La consécration de cette notion d’infraction nécessaire rendait ainsi inopérante la réunion de ces trois éléments. La volonté assumée de Louise Ménard avait été celle de préserver sa famille d’un péril imminent en s’affranchissant de la loi pour commettre un vol, sans qu’elle n’ait cédé d’aucune manière à une force extérieure et irrésistible ou le vice.
Par cette décision, le vol d’un pain commis par cette jeune femme maladroite qui se faisait interpeller en sortant de l’étal du boulanger et qui passait aux aveux, constituait sans doute une blessure faite au droit, pour reprendre l’expression tenue par un avocat général lyonnais près de deux siècles plus tard, au sujet d’une autre retentissante affaire de vol de nécessité, dite l’affaire d’Agnès en avril 2001. Une mère de famille de sept enfants dans une précarité extrême qui, la veille de Noël 2000, avait dérobé dans un supermarché de quoi satisfaire en marchandises cette fête qu’elle voulait consacrer au bonheur de ses enfants.
Mais cette blessure aux yeux du juge Magnaud était de moindre importance que celle que la jeune mère aurait eu à subir par l’abstention de son geste.
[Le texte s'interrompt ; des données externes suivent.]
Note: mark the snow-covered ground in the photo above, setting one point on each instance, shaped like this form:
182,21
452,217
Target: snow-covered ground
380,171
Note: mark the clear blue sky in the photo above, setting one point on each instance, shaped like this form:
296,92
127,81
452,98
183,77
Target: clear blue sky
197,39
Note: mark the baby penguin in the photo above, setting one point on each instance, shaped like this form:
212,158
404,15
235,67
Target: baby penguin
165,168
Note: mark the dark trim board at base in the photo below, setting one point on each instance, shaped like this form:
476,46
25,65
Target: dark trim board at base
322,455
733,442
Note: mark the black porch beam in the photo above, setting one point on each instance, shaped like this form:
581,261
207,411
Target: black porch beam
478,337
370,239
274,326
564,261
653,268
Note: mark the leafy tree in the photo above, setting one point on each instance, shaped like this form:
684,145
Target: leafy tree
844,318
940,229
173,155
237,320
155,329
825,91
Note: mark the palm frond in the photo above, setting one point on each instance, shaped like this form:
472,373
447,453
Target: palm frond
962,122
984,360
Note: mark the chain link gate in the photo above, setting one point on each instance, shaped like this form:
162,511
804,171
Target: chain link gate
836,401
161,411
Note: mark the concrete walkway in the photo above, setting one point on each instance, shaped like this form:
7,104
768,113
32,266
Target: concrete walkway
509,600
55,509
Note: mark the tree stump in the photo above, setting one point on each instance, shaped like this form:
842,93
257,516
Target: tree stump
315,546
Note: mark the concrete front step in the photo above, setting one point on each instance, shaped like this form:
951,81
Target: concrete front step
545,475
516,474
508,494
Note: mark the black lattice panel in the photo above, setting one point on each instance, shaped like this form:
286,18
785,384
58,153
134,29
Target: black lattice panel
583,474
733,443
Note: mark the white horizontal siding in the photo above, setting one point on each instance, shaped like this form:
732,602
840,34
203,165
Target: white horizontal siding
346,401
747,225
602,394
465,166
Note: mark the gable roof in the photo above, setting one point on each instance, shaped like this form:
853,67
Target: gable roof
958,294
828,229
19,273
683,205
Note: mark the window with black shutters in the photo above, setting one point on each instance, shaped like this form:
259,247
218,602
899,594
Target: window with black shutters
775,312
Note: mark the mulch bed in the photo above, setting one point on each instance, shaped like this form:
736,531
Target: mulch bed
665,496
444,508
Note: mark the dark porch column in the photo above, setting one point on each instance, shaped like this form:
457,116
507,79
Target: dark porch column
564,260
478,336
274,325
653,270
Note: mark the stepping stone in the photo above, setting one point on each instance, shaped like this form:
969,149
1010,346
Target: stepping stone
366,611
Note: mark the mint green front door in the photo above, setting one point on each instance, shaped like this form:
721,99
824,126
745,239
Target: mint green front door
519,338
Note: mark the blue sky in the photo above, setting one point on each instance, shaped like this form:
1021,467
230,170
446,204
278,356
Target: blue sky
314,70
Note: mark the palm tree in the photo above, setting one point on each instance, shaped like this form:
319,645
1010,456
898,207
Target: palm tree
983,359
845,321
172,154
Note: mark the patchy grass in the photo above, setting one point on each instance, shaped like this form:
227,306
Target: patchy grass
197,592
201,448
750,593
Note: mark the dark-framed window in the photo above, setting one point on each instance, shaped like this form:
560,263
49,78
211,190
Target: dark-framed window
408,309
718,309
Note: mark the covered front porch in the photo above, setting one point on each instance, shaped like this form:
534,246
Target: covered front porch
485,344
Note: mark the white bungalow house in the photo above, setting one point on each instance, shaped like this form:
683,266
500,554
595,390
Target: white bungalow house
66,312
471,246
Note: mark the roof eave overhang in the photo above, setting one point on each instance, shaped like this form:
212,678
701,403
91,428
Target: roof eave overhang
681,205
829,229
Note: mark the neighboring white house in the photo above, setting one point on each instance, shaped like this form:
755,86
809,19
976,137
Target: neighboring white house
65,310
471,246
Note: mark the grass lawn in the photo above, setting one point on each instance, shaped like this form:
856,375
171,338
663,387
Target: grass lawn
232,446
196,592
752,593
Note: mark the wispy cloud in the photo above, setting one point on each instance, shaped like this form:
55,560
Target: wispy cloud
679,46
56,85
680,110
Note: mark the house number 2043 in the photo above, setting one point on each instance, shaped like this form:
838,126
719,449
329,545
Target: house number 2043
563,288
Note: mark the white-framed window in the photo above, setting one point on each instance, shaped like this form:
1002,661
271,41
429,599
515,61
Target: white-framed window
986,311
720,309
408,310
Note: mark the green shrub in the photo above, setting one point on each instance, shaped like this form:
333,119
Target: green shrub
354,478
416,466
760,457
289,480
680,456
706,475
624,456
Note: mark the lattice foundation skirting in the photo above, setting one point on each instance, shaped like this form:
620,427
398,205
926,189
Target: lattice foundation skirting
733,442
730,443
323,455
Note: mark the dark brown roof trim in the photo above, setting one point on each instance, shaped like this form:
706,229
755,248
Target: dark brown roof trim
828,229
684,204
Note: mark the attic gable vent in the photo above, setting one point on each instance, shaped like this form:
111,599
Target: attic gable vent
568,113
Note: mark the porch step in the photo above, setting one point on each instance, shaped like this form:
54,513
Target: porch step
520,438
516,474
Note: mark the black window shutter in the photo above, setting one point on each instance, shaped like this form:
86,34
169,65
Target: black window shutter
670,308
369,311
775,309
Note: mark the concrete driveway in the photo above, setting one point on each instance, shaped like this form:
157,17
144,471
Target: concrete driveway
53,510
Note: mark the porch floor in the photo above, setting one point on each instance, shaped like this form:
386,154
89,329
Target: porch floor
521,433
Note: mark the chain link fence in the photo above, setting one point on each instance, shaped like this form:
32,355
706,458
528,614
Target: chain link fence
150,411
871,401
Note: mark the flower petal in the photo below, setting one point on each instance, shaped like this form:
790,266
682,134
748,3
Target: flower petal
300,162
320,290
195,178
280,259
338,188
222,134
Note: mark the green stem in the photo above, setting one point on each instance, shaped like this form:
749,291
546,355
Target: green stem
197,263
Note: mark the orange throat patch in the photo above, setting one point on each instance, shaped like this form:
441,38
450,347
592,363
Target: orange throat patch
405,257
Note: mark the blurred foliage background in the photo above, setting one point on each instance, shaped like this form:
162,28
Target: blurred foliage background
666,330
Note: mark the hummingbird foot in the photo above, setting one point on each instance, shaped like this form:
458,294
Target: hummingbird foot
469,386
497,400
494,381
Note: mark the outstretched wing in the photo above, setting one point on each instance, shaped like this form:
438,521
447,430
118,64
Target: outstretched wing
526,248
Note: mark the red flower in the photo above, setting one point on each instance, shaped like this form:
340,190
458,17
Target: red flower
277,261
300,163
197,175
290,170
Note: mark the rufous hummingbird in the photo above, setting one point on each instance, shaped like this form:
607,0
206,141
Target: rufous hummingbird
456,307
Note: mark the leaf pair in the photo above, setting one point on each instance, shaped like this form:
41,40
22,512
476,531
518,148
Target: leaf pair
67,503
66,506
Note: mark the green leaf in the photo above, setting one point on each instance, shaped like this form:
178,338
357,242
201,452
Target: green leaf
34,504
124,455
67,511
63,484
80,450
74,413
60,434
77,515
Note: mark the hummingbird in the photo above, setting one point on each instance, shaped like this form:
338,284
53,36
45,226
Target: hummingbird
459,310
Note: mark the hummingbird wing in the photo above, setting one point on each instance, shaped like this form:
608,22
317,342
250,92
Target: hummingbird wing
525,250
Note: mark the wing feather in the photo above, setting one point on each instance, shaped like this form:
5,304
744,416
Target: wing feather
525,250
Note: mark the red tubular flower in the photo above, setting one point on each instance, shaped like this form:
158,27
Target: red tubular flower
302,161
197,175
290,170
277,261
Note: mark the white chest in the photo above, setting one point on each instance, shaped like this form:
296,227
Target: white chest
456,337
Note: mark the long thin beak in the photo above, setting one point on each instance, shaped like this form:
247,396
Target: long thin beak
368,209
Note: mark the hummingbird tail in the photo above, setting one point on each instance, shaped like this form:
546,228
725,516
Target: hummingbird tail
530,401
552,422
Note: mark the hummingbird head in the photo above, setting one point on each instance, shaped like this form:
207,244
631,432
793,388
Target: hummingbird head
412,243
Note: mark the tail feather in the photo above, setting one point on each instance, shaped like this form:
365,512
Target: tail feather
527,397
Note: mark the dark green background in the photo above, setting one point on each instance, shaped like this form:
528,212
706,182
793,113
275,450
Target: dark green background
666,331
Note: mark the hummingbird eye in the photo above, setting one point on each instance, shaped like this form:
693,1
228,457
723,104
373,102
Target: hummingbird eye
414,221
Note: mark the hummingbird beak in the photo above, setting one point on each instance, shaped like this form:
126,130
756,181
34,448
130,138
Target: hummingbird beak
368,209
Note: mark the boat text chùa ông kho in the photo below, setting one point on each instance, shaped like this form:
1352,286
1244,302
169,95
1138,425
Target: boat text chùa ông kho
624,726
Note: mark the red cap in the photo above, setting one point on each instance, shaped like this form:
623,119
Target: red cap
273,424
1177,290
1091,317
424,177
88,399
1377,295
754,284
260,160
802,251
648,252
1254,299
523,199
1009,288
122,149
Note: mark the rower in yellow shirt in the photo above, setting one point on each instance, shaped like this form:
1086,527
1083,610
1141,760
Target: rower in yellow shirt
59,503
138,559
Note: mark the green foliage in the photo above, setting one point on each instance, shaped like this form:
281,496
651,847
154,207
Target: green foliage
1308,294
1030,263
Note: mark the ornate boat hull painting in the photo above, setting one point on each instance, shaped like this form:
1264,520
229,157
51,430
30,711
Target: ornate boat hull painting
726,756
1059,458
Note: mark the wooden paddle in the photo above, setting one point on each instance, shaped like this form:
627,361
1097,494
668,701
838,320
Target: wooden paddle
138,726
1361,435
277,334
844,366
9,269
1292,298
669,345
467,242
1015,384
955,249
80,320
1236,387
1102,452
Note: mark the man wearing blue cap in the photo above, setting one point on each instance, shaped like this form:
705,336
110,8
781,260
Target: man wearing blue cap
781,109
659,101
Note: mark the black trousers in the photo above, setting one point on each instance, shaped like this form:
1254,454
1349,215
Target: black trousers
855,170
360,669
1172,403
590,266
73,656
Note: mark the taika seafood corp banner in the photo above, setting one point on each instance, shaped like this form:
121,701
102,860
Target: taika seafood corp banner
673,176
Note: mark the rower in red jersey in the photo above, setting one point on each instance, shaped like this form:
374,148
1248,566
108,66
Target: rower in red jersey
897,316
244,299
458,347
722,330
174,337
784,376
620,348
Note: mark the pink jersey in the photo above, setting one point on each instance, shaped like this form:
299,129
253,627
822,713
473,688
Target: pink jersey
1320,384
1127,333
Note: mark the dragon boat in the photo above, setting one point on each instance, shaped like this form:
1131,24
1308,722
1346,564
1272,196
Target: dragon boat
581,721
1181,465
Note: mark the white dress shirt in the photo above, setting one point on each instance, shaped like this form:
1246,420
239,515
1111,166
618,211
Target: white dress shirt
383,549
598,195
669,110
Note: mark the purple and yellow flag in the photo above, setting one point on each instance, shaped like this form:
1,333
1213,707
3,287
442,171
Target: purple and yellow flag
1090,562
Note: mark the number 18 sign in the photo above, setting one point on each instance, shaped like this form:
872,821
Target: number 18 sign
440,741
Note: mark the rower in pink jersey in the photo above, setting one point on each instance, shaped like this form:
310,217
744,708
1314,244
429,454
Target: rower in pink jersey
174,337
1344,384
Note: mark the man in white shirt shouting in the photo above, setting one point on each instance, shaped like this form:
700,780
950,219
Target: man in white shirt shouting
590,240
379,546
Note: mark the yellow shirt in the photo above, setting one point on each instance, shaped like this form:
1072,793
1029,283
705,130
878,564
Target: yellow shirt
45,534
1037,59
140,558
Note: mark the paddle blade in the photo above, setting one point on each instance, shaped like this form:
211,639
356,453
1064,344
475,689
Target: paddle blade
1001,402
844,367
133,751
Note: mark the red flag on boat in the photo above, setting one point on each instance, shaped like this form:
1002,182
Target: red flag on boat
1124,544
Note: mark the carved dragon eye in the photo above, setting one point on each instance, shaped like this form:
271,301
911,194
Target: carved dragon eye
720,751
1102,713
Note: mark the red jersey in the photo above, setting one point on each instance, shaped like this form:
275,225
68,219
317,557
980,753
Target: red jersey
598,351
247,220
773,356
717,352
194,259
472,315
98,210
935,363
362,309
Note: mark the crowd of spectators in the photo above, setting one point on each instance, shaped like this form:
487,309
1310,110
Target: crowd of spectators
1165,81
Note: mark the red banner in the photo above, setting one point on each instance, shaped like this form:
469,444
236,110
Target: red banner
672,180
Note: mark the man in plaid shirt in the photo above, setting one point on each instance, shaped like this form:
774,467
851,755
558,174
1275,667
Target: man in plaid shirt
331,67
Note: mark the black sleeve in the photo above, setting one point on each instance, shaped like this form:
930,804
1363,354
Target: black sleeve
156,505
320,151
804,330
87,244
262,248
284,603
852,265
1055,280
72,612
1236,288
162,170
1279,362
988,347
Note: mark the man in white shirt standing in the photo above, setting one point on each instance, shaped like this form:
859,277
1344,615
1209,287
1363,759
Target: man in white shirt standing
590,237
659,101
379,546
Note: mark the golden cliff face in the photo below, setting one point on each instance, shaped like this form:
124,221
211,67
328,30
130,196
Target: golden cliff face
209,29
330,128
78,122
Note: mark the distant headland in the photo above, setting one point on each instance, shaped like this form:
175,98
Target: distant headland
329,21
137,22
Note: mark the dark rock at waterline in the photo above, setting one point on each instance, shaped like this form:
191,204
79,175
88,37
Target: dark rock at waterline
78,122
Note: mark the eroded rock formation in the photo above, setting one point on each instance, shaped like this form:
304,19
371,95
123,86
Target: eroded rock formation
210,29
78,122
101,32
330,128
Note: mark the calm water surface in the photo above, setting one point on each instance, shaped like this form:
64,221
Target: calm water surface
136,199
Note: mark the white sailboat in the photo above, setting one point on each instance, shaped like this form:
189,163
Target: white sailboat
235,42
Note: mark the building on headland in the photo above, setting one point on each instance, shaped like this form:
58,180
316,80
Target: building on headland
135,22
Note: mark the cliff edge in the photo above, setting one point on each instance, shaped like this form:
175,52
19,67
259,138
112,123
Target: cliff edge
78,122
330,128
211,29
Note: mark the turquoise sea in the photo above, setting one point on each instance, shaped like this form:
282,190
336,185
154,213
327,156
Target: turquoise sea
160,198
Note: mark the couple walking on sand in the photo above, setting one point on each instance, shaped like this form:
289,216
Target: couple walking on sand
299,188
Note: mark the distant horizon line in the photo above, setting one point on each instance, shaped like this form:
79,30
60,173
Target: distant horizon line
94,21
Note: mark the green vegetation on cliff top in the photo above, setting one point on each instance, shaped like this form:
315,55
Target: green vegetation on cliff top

De nombreux commentateurs de l’époque avaient fustigé l’interprétation légale faite par le juge Magnaud, car selon eux, elle bousculait l’ordre établi, favorisait le vagabondage, la paresse et la récidive et compromettait la sécurité de la propriété des biens, alors que la précarité qui était toujours appelée à perdurer, constituait tout au plus une circonstance atténuante.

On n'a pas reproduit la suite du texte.